At the moment i am working on text that is broken into floating columns to display it in a magazine-like
way.
I asked in a previous question how to split
the text into sentences and it works like a charm:
sentences = text.replace(/\.\s+/g,'.|').replace(/\?\s/g,'?|').replace(/\!\s/g,'!|').split("|");
Now i want to go a step further and split it into words. But i do also have some elements in it, that should not be splitted. Like subheadlines.
An example text would be:
A wonderful serenity has taken possession of my entire soul. <strong>This is a subheadline</strong><br><br>I am alone, and feel the charm of existence in this spot.

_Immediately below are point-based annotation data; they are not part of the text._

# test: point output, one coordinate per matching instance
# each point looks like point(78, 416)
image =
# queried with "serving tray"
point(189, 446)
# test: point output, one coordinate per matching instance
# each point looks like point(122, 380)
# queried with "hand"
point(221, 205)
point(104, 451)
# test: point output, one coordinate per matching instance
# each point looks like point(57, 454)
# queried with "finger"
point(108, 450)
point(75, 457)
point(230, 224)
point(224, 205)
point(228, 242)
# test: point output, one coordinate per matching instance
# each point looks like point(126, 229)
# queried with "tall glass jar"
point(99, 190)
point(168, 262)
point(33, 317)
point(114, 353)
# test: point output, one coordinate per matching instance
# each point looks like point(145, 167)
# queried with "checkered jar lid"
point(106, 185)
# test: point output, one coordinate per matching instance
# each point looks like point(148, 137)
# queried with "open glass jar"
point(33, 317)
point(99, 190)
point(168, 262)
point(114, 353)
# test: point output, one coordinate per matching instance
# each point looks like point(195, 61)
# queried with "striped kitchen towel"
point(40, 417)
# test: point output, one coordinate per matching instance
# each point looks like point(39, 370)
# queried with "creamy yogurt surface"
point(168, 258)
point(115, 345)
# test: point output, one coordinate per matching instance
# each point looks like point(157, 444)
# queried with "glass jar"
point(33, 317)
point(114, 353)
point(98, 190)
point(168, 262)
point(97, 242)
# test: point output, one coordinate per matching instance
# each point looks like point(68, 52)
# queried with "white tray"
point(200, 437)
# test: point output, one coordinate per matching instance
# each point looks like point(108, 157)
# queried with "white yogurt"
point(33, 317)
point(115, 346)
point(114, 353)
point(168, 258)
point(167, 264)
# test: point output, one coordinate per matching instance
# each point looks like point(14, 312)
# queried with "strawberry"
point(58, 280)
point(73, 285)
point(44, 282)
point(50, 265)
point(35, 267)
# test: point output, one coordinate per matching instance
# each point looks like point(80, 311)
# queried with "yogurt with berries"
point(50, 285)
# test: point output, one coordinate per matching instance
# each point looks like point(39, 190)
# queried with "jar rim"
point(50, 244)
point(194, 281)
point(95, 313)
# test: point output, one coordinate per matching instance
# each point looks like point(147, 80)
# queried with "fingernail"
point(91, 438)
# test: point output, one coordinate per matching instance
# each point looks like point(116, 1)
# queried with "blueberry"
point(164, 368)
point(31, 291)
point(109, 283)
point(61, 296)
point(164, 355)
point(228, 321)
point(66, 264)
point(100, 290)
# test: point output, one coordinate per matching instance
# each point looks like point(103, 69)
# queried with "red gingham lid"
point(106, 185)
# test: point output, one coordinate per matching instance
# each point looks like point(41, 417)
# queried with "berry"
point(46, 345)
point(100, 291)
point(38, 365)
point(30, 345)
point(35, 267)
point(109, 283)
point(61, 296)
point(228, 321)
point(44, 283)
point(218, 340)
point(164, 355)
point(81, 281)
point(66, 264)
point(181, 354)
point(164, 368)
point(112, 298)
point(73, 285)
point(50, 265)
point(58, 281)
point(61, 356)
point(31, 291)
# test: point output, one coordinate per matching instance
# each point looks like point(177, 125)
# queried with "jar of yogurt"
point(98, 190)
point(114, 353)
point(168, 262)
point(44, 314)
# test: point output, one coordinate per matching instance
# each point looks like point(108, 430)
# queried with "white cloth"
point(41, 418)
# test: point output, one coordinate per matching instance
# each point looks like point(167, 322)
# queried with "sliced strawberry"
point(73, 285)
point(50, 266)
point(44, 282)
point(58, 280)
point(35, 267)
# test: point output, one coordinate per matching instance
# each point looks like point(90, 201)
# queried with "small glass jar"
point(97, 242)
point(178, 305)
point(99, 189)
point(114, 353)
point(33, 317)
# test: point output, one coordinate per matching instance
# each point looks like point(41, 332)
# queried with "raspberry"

My desired result would look like the following:
Array [
"A",
"wonderful",
"serenity",
"has",
"taken",
"possession",
"of",
"my",
"entire",
"soul.",
"<strong>This is a subheadline</strong>",
"<br>",
"<br>",
"I",
"am",
"alone,",
"and",
"feel",
"the",
"charm",
"of",
"existence",
"in",
"this",
"spot."
]
When i split at all whitespaces i do get the words, but the "<br>"

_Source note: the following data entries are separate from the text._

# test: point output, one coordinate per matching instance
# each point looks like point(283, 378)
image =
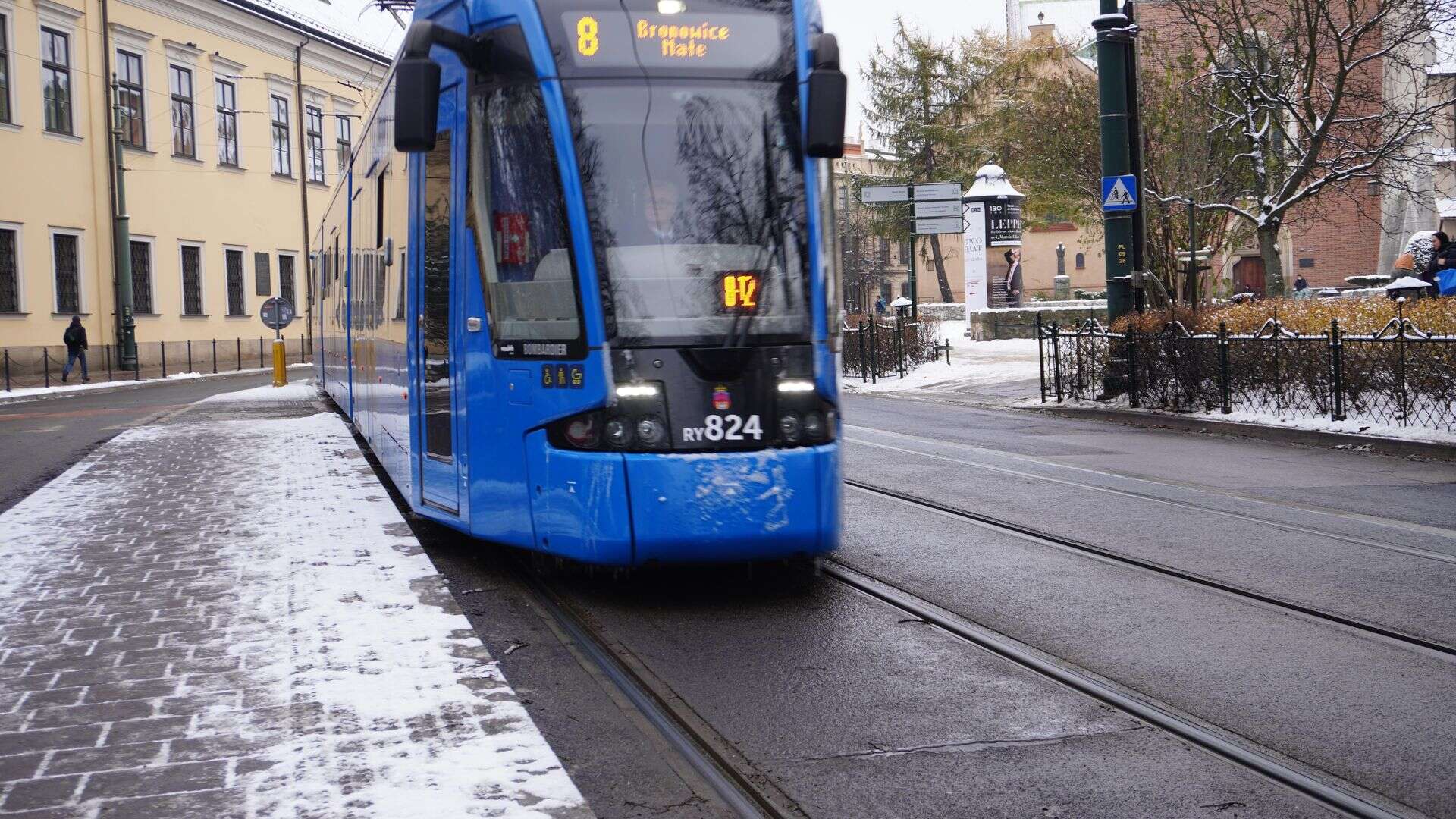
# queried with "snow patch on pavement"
point(369, 691)
point(971, 363)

won't be added as a new array entry. I also don't want to split the subheadline and markup.
The reason why i want to do this, is that i add sequence after sequence to a p-tag and when the height gets bigger than the surrounding element i remove the last added sequence and create a new floating p-tag. When i splitted it into sentences i saw, that the breakup was not good enough to ensure a good reading flow.
An example what i try to achieve can you see here
If you need any further information i will be glad to give it to you.
Thanks in advance,
Tobias
EDIT
The string could contain more html tags in the future. Is there a way to not touch anything between these tags?
EDIT 2
I created a jsfiddle: http://jsfiddle.net/m9r9q/1/
EDIT 3
Would it be a good idea to remove all html tags with encapsulated text and replace it with placeholders? Then split the string into words and add the untouched html-tags when the placeholder is reached? What would be the regex to extract all html tags?